Newswise — ANN ARBOR, Mich. —At birth, Payton was the image of perfect health - rosy cheeks, weighing 7 pounds, 15 ounces, and eating like a champ. But just minutes before parents Holly and Rob Morris expected to take her home from Hillsdale Community Health Center, they learned Payton had failed a newborn screening test designed to help detect heart defects.

The couple, of Quincy, Mich., was shocked. There were no signs of trouble throughout the pregnancy that included regular prenatal care and recommended screenings.

The two-minute test now required in Michigan showed that Payton had abnormally low oxygen levels. Hillsdale pediatrician Hugh Brainard, M.D. and his team acted quickly to get Payton transferred to University of Michigan’s C.S. Mott Children's Hospital where she was officially diagnosed with a critical congenital heart defect that is among the most difficult to detect before birth.

As the state recognizes Michigan Congenital Heart Defect Awareness week in February and the 50th anniversary of Michigan’s Newborn Screening Program this year, Payton’s case highlights the importance of the state’s new screening requirement for all Michigan birthing centers to screen for heart defects using pulse oximetry at 24 hours of life. The mandate took effect April, 2014 and the Michigan Department of Community Health, collaborating with U-M and others, created the tools needed for birthing centers and midwives to implement the screening.

“Payton’s diagnosis was a direct result of the newborn screening program,” says Ronald Grifka, M.D., pediatric cardiologist at U-M’s C.S. Mott Children’s Hospital.

"Her case underlines why this screening program became mandatory – so that we can detect significant heart defects that may not cause any symptoms before a newborn is discharged from the hospital. This early detection screening prevents babies from leaving the hospital with their parents assuming all is well, then becoming critically ill at home.

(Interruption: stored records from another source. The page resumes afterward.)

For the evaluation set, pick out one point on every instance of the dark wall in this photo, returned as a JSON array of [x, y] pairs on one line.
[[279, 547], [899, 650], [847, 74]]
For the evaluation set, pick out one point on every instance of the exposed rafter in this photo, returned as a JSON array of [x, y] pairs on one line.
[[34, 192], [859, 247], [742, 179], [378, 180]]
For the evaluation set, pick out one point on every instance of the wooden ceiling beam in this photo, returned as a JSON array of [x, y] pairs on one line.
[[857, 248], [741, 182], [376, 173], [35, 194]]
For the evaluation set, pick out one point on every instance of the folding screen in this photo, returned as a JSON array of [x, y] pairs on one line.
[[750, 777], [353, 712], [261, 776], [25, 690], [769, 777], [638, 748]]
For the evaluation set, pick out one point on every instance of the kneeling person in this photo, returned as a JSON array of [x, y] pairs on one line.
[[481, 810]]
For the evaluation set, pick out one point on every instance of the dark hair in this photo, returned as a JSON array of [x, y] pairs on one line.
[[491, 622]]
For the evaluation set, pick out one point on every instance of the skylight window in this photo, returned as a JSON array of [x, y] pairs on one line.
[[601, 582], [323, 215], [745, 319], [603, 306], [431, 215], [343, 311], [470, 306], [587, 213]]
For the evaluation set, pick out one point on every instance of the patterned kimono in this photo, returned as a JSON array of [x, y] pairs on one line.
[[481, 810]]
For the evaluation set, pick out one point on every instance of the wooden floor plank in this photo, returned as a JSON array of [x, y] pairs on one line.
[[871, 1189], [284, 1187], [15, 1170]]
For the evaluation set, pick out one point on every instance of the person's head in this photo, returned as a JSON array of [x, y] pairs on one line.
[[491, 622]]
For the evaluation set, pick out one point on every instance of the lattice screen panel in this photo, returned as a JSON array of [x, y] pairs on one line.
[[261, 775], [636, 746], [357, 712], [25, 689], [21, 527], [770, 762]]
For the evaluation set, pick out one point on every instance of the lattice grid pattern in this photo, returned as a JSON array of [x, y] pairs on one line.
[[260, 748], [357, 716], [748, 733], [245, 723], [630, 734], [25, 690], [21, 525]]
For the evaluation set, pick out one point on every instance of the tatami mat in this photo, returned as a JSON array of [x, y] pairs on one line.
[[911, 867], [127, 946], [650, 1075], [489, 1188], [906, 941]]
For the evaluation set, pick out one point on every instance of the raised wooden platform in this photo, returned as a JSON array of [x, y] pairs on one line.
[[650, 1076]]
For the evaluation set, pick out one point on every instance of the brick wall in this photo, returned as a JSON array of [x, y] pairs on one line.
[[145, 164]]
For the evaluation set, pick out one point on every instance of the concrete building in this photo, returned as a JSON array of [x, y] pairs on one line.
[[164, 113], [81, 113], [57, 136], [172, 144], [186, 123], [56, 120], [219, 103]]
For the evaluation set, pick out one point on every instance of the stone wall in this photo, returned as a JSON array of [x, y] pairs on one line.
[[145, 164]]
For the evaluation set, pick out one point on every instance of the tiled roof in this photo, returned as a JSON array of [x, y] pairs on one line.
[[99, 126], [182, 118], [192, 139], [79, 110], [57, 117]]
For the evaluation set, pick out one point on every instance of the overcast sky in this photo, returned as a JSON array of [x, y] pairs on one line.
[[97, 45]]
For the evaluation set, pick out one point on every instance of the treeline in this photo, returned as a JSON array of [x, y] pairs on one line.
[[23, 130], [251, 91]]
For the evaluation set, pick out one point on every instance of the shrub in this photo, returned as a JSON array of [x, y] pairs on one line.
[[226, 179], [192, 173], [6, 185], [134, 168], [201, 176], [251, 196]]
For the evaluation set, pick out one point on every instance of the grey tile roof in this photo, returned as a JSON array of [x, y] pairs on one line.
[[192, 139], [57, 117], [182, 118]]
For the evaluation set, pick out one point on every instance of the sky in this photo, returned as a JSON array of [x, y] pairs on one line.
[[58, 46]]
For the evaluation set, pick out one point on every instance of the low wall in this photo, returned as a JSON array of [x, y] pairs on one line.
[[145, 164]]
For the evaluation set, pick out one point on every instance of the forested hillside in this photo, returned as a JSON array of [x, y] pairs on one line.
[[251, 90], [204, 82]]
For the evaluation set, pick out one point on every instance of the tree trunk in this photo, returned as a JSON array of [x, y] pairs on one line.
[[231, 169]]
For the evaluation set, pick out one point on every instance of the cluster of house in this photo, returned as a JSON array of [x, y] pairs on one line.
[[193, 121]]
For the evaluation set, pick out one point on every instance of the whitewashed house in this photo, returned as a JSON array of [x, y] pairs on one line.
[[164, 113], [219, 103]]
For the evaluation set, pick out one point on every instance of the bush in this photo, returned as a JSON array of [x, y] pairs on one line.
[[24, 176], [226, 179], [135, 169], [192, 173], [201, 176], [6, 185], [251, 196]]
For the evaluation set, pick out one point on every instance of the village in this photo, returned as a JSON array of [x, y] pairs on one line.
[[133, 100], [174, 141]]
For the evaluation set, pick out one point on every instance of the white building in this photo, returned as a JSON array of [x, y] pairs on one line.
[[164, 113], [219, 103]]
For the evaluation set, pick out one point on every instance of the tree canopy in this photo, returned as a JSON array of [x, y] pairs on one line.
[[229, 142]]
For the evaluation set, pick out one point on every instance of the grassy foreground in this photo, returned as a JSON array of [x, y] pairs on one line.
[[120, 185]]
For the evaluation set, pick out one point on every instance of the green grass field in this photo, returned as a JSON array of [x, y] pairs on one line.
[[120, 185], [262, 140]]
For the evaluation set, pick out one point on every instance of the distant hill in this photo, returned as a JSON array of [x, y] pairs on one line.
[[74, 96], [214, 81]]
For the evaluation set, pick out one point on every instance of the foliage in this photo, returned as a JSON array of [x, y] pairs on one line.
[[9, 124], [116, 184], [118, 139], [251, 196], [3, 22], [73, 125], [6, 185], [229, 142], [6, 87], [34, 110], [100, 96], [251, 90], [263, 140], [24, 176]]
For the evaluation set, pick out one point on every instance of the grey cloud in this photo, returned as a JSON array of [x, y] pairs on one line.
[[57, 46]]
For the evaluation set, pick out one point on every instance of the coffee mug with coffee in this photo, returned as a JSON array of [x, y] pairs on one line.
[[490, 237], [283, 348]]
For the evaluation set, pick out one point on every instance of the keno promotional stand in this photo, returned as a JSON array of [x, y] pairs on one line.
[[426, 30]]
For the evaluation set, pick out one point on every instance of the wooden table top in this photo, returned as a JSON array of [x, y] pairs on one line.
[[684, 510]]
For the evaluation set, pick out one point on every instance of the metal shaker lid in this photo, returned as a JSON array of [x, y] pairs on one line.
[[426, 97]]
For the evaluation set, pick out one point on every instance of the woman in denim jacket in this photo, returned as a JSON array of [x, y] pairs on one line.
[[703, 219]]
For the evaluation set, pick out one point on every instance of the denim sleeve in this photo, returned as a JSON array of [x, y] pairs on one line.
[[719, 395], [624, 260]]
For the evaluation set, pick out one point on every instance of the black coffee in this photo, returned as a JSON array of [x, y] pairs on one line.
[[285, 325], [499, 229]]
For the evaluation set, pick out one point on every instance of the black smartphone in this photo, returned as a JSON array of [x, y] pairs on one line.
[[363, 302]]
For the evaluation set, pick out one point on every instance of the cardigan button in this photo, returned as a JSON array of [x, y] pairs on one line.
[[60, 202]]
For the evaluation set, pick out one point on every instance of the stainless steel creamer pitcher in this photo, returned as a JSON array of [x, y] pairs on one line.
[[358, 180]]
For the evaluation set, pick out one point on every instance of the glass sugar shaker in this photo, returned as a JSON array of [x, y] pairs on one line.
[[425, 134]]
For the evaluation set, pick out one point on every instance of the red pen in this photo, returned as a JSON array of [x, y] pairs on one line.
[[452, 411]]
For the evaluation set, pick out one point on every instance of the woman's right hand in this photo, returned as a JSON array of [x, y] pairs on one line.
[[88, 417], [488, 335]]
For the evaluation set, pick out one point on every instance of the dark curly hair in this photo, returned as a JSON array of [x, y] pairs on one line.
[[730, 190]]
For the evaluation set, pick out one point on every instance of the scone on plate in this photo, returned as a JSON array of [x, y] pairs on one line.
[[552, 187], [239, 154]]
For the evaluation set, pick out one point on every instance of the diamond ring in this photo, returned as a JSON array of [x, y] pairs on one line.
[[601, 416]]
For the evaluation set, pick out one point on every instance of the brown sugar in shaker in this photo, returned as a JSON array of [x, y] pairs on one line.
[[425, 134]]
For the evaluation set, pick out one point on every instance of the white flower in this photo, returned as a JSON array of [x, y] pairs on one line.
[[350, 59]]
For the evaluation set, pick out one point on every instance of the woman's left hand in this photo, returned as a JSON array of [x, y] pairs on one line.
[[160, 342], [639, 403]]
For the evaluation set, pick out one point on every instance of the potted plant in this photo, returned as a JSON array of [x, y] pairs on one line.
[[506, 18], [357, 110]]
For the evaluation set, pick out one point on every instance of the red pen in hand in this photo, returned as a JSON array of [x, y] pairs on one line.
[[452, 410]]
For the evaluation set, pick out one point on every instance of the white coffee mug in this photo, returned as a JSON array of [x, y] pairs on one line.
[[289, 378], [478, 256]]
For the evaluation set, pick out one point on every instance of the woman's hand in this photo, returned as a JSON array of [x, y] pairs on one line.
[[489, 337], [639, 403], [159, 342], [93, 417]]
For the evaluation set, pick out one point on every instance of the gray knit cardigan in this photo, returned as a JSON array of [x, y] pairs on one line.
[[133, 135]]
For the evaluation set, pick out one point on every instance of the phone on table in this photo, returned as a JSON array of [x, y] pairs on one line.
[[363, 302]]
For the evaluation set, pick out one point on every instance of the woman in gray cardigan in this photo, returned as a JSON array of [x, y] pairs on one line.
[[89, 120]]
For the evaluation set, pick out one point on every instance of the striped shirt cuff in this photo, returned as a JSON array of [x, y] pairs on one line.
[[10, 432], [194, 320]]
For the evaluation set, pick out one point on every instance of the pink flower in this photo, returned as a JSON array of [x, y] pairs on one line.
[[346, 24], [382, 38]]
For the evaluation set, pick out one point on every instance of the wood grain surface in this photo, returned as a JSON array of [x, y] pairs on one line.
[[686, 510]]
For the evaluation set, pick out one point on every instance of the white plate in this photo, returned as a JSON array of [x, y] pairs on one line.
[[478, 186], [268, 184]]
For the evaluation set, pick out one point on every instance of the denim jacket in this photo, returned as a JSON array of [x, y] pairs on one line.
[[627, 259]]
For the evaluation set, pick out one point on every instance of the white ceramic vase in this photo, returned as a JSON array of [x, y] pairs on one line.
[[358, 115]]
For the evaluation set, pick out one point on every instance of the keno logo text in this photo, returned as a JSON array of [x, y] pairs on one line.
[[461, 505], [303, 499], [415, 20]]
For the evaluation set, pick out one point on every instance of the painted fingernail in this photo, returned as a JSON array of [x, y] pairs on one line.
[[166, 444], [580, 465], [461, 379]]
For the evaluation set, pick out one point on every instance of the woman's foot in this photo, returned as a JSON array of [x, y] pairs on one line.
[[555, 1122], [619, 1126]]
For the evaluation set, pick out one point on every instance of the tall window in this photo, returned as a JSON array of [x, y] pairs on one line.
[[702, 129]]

“We are pleased that our Michigan Congenital Heart Center team was able to diagnose Payton’s heart problem and promptly get her the care she needed.”

U-M’s C.S. Mott Children’s Hospital has routinely offered the newborn screening since 2003. While this screening cannot detect all heart defects, it ensures that more babies can receive immediate care if the pulse oximetry test shows that their oxygen levels are not normal.

“We would never have guessed anything was wrong. Everything seemed perfectly fine until that moment,” Holly Morris, Payton's mom.

This year marks the 50th anniversary of newborn screening in Michigan. Since 1965, the screening panel has expanded from one to 55 disorders -- all of which require early treatment to prevent illness, disability or death.

“Through newborn screening, we are able to identify conditions like congenital heart defects early enough so that children can go on to lead healthy lives,” says MDCH Director Nick Lyon. “A simple screening test at birth provides immeasurable benefits for the families whose children have a disorder detected by the screening program, improving health outcomes for Michigan families.”

Payton was diagnosed with total anomalous pulmonary venous return (TAPVR), which means that oxygen-rich blood does not return from the lungs to the left atrium like it’s supposed to. This is one of several specific critical heart defects that may be detected by newborn screening since it is not always possible to diagnose these defects before birth.

“We would never have guessed anything was wrong. Everything seemed perfectly fine until that moment,” Holly Morris says. “We had the car packed up and were ready to leave. It’s scary to think we could have taken her home not knowing she had a serious heart problem. We wouldn’t have known what to look for.”

Congenital heart defects are the most common type of birth defect. About 1 in 4 babies born with a heart defect has a congenital heart disease like Payton’s, which requires surgery or other procedures in the first year of life.

In January, C.S. Mott Children’s Head of Pediatric Cardiovascular Surgery Richard G. Ohye, M.D. performed a TAPVR repair surgery on 8-week-old Payton. She has been home celebrating her recovery with parents and big brother Eli, 4. Her parents immediately noticed that her feet and hands were pink and warm following surgery – evidence that her circulation is now normal.

“We know that without having this surgery she could have gotten really sick,” Holly Morris says. “We feel very lucky and very blessed that doctors were able to figure out there was a problem right away.”

About the U-M Congenital Heart Center at the University of Michigan C.S. Mott Children’s Hospital: As an international referral center for children with complex heart disease, the University of Michigan Congenital Heart Center at C.S. Mott Children’s Hospital is one of the largest and best congenital heart programs in the United States. From diagnosis and medical management of common cardiac disorders to application of the most complex and innovative therapies available, our specialists are committed to providing the most advanced, evidence-based care for infants, children and adolescents with all forms of congenital and acquired heart disease, as well as for adults with congenital heart disease.